28 October 2003
Roger, over and over
Fox News chief Roger Ailes does seem to cover the same ground a lot, but I suspect it's because everyone asks him the same questions every time.
In a piece for Broadcasting & Cable, Ailes is his usual part genial, part pugnacious self:
I've had a broad life experience that doesn't translate into going to the Columbia journalism school. That makes me a lot better journalist than some guys who had to listen to some pathetic professor who has been on the public dole all his life and really doesn't like this country much and hates the government and hates everybody and is angry because he's not making enough money.
Which naturally leads to the question of "objectivity" does it really exist?
I can be objective about the war and the coverage of the war. But, as a United States citizen, do I want the Taliban to win and subjugate all the women and execute people in stadiums? No, I'm sort of opposed to that. The concept that the journalists are totally objective is crazy. They have friends. They have an education. They've gone to some school where some professor spun their brain out. They've got a view of life. They've got history. They've got parents. They've got people they like and socialize with. They have a view based on their experience. And they bring all that to journalism. Their job is to try to sort through that and get to as much truth as they can get to, which is what we do, every day.

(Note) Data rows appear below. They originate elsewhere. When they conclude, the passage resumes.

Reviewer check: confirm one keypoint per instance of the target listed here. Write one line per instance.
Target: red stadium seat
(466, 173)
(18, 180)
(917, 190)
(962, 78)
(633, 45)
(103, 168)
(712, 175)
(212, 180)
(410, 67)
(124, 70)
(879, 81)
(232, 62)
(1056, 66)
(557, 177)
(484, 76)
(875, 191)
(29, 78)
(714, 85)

And Ailes describes an encounter with former New York Times editor Howell Raines:
Raines clearly was driving an agenda. I called Howell. I forget the story. It was their Afghanistan coverage. There was some stuff...that wasn't true. We had guys on the ground, and so I called him up and said, "Howell, you're going to get an award for fiction here." He said, "I'm hanging up." I said, "You don't seem to have a sense of humor, Howell." He said, "I don't have one about journalism." So then, later, when Jayson Blair happened, I sent a note and just said, "Maybe it's time to develop a sense of humor about journalism."
Maybe it is. And Roger, if you're reading this: you might want to impress that idea upon Bill O'Reilly.